Genghis Khan really, really didn't want anyone to know where he was buried. The soldiers escorting his body to its final resting place killed everyone they passed, killed the people who built the tomb, and then were killed themselves. Some say Mongol troops grazed herds of horses over the site or even diverted a river over it to keep it hidden. The area where many suspect Genghis Khan is buried is one of Mongolia's most sacred heritage sites—it's name, Ikh Khorig, actually translates to "The Great Taboo." For 800 years—until 1989—archeologists weren't allowed in, and even then the first expedition was met with public protest.
"Mongolians detest any attempt to touch graves, or even wander around graveyards,"Mongolia Today explains. "According to ancient tradition, burial spots are forbidden areas in which no one is allowed."
Still, and perhaps for that very reason, this region is really interesting for archeologists. That first three-year expedition identified 1,380 underground cavities that could be the graveyards or tombs of Mongolian nobles, potentially even predating Genghis Khan.
Due to the public outcry, however, none of the sites were excavated. It was an impasse: Genghis Khan's tomb is archaeologically important; knowing its location is important for protecting it from illegal mining in the area. At the same time, due deference must be paid to those for whom the Valley of the Khans means most.

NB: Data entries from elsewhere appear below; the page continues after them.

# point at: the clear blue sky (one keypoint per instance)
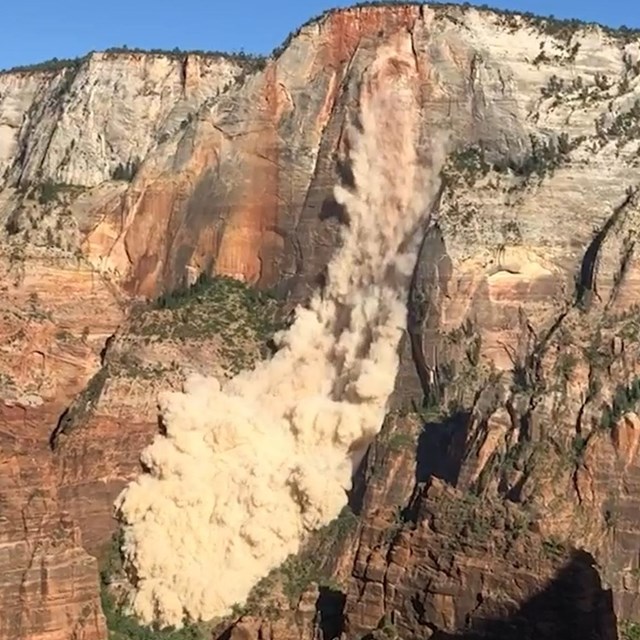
(35, 30)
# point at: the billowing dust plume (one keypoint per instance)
(248, 468)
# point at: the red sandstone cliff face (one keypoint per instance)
(522, 326)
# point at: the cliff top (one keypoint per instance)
(562, 28)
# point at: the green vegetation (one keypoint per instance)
(82, 407)
(398, 441)
(50, 191)
(553, 548)
(298, 572)
(242, 317)
(126, 627)
(624, 128)
(545, 156)
(126, 171)
(51, 66)
(249, 61)
(6, 381)
(626, 399)
(547, 25)
(629, 630)
(130, 366)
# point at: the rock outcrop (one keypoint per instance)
(127, 175)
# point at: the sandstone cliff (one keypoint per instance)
(517, 441)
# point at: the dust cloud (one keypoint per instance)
(248, 468)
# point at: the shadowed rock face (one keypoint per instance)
(521, 353)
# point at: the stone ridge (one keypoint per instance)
(129, 176)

Counterintuitively, an elegant solution to this problem bubbled up from two unlikely sources: a man described as a "modern day Indiana Jones" and amateur archaeologists. After all, if there's one archeologist less qualified to work in a sensitive area than a total amateur, wouldn't it be Indiana "This Ancient Site's Going to Collapse and the Native Inhabitants of the Area Will Chase Me Out" Jones? You wouldn't want either one anywhere near someone's holy place. Fortunately, they didn't have to be.
Despite his nickname, Albert Yu-Min Lin, from the Center for Interdisciplinary Science in Art, Architecture, and Archaeology at the University of California, San Diego, devised a way to hunt for Genghis Khan's tomb without touching or toppling anything: Have anyone who's interested in doing so tag potential sites of investigation from the comfort of their own homes, on images taken from the respectful distance of satellite orbit.

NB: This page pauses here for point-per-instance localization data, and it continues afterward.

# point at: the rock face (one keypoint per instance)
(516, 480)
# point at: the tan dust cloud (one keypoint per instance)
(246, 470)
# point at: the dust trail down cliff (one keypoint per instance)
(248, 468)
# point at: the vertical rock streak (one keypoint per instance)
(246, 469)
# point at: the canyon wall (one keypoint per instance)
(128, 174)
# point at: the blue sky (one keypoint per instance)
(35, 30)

"Explorers" were welcome to map rivers and roads, and flag modern structures, as well as potentially ancient structures on thousands of ultra-high resolution satellite images of the region. There was a lot of ground to cover—6,000 square kilometers, but there were also a lot of volunteers. The system was launched in June 2010, and in just its first 90 days, 5,838 people had contributed more than 1.2 million tags. By the end of the year, over 10,000 participants had generated 2.3 million tags—contributing a total of 30,000 hours of human visual analytics to the images, according to the study's initial results, just published in the journal PLOS One.
The results have given future explorers plenty to chew on, too. "Of the top 100 accessible locations identified by the crowd," the study states, "55 potential archaeological anomalies were verified by the field team, ranging from bronze age to Mongol period in origin."

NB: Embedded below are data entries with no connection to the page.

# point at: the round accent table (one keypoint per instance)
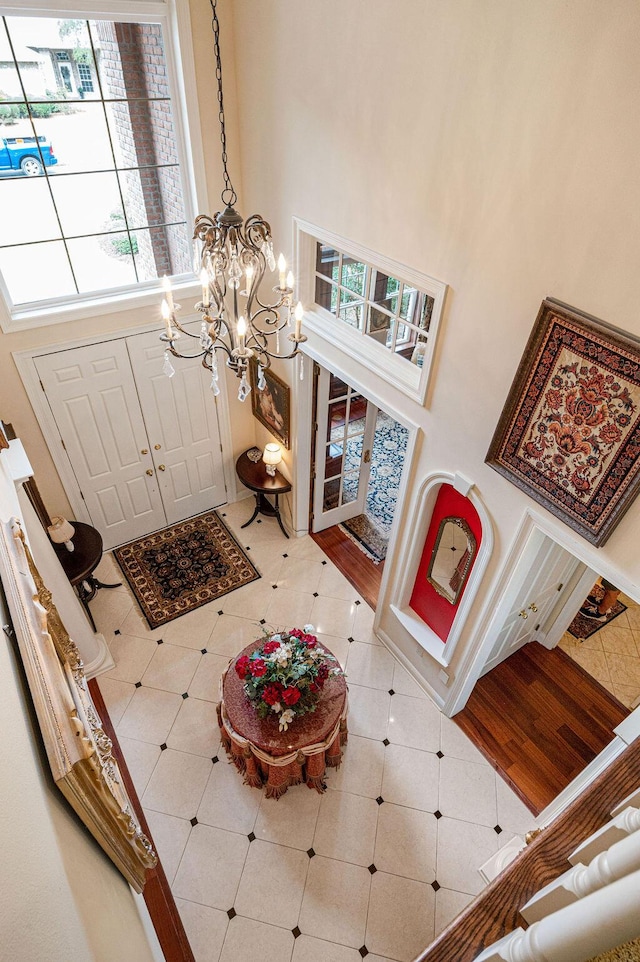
(253, 475)
(274, 759)
(79, 564)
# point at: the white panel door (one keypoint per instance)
(93, 398)
(182, 424)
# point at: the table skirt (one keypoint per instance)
(277, 772)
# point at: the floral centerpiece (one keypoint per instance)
(286, 674)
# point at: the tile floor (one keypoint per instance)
(612, 654)
(376, 866)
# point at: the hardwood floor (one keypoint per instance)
(353, 563)
(540, 719)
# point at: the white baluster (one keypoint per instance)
(624, 824)
(599, 922)
(619, 860)
(632, 800)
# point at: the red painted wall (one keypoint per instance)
(435, 610)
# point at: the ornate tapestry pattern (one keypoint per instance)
(569, 434)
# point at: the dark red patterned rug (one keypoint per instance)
(582, 627)
(183, 567)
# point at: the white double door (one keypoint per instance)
(145, 448)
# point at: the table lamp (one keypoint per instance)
(271, 456)
(61, 531)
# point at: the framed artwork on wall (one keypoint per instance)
(569, 433)
(271, 406)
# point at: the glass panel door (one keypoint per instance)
(345, 426)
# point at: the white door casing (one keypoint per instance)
(181, 419)
(92, 395)
(332, 467)
(547, 570)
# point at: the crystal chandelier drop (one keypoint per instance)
(231, 257)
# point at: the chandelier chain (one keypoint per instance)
(229, 196)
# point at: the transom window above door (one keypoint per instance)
(392, 312)
(91, 183)
(381, 313)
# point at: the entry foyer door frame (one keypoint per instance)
(26, 364)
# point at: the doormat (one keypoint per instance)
(582, 627)
(371, 539)
(184, 567)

The next step for Mongolia and the tomb of Genghis Khan hasn't been announced yet, but potential for using this method further in the search or in other sensitive locations is clear.
"Using traditional archaeological methods would be disrespectful to believers," Lin told National Geographic. "The ability to explore in a noninvasive way lets us try to solve this ancient secret without overstepping cultural barriers. It also allows us to empower Mongolian researchers with tools they might not have access to otherwise. Today's world still benefits from Genghis Kahn's ability to connect East with West. He forged international relations that have never been broken. By locating his tomb, we hope to emphasize how important it is for the world to protect such cultural heritage treasures."